E. HTTPS vs. HTTP Websites

Tested this variable because the use of encryption between the smartphone and the server can introduce noise in power traces.

TLS requires additional communication rounds to exchange TLS session keys before a connection can be established. This can potentially increase the variability of power traces.

Results show that there is no significant difference in identification accuracy between the two types of websites. This indicates that the attack is as effective for identifying securely transmitted webpages as with webpages transmitted without encryption.

 

 

CONCLUSION AND FUTURE WORK

 

In this paper, they demonstrated that it is possible to accurately infer browsing activity on a smartphone using USB power consumption measurements.

This work is the first to study this side-channel attack on smartphones, and to analyze a multitude of factors that affect the traces that are collected during the attack, such as:

battery charging level,

user interaction with the touchscreen,

trace length,

time between collection of training and testing traces,

WiFi and LTE connectivity,

training and testing device mismatch,

website characteristics such as type of connection (HTTP or HTTPS) 
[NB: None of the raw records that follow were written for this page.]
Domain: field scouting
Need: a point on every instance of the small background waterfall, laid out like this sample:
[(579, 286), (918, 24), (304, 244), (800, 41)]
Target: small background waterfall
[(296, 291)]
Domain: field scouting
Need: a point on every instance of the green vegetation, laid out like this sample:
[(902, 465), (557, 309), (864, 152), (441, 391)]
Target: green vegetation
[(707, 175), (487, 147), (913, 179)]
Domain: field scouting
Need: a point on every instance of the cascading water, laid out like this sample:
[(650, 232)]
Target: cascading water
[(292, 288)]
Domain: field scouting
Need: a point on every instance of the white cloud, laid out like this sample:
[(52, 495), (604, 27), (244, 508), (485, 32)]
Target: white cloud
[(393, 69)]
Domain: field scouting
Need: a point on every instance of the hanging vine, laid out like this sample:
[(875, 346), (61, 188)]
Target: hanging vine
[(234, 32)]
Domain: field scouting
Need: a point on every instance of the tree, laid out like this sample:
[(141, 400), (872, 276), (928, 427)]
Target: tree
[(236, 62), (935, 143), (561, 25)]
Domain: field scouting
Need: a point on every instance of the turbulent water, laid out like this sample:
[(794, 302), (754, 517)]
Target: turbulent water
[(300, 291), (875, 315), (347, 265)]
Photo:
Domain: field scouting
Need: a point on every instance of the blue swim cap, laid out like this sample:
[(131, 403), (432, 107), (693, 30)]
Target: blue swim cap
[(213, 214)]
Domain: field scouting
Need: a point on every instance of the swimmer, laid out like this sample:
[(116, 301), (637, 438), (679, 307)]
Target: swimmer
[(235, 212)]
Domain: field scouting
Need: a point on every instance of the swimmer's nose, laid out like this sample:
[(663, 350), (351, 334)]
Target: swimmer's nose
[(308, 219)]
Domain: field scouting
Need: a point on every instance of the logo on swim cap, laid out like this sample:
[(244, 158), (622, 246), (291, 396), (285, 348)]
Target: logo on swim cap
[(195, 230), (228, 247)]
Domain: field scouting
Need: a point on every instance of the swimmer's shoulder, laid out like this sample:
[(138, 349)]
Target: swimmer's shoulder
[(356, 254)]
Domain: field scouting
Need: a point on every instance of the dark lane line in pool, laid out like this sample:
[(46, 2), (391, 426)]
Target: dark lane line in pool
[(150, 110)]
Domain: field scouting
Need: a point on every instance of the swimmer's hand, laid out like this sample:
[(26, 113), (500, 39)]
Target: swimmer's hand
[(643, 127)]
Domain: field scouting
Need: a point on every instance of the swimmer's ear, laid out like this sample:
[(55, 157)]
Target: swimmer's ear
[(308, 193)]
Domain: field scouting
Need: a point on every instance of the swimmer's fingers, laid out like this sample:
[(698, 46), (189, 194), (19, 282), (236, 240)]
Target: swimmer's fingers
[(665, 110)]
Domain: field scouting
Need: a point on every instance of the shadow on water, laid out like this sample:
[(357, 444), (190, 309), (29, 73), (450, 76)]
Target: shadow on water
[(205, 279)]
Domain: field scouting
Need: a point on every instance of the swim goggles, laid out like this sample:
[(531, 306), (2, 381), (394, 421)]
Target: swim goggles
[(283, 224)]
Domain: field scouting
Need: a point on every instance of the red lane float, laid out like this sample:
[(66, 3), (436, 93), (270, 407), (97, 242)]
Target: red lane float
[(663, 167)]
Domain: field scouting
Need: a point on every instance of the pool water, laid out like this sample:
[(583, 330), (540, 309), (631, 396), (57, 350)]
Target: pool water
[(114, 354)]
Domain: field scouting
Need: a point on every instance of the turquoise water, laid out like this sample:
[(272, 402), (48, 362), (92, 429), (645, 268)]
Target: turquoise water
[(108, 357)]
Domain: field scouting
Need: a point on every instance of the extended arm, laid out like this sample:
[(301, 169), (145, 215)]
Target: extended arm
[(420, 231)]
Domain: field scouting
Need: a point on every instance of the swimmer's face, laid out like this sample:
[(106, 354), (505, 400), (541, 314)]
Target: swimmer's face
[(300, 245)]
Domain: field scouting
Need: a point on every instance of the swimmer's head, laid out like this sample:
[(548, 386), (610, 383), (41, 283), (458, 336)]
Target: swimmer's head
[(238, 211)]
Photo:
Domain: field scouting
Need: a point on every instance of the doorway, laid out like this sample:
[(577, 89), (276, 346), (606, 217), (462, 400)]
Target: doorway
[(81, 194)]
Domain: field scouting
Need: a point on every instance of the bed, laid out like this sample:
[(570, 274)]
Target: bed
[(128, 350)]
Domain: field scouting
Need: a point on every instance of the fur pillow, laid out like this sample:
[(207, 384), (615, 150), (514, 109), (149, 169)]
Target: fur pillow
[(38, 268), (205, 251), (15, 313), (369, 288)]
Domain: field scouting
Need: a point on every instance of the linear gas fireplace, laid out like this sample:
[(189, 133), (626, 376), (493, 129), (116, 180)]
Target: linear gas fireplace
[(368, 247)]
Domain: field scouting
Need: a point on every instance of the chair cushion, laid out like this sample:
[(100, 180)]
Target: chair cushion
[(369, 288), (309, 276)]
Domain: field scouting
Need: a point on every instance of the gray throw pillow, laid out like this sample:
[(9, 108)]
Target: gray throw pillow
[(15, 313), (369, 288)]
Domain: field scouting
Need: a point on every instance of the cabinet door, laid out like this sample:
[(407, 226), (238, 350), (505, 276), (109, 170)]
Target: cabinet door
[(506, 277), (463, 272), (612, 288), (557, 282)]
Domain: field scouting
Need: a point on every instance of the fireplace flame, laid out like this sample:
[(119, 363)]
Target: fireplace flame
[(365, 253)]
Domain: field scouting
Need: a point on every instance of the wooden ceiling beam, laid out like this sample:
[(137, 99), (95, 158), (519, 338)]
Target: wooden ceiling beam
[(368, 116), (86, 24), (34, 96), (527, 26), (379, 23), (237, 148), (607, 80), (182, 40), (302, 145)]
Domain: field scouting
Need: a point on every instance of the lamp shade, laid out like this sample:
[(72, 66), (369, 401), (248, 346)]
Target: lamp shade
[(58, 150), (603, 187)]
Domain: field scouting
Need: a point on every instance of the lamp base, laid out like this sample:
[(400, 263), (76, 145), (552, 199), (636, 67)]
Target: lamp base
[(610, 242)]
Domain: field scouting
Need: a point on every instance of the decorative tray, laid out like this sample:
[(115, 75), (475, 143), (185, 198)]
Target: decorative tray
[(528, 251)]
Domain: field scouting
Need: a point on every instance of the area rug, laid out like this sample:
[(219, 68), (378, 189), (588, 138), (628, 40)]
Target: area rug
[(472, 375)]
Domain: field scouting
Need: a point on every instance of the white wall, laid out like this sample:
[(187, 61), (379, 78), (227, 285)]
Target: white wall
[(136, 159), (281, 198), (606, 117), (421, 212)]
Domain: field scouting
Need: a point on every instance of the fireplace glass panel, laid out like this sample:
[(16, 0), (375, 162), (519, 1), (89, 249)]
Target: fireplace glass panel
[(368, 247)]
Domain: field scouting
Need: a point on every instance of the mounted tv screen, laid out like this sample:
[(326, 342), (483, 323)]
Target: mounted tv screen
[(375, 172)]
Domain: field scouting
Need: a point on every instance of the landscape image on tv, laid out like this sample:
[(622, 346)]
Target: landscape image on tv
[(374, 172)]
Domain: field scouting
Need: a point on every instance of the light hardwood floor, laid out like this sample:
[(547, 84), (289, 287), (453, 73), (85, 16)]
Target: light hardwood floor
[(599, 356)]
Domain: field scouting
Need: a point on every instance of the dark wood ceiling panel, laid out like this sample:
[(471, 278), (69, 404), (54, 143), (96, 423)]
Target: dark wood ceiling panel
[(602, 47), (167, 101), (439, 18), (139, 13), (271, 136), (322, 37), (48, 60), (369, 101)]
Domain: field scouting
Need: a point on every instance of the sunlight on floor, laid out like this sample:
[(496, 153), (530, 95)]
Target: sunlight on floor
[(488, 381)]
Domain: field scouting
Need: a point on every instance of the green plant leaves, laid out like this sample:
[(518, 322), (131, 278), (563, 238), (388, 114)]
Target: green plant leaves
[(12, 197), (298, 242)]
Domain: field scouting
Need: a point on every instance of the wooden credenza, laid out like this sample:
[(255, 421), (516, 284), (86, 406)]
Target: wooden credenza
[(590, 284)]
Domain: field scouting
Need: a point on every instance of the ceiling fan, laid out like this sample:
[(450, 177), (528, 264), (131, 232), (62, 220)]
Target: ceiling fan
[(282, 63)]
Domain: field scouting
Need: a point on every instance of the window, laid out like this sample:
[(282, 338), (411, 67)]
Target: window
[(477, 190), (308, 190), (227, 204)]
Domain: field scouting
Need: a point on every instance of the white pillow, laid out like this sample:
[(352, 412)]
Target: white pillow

location of the host serving the webpage relative to the smartphone.

 

Overall, results show that the attack is highly effective, because webpage loading generates power signatures that are:

(1) distinctive:

: different webpages generate different power traces due to factors such as the amount of data (text, images, and videos) being retrieved, the number of TCP connections required to retrieve all webpage components, and the computational cost of the scripts running within the webpage;

 

(2) consistent: 

each time a particular page is loaded, it generates a power trace that is similar to its previous power traces.

 

 

더보기

연구를 진행하면서 생각보다 환경변수를 설정하고 결과값을 계측하는 게 어려운 일임을 깨닫고 있는데 이 논문을 통해서 다양한 변수들을 고려해볼 수 있었고 어떤 방법을 통해 해결했는지 알 수 있어서 흥미로웠다.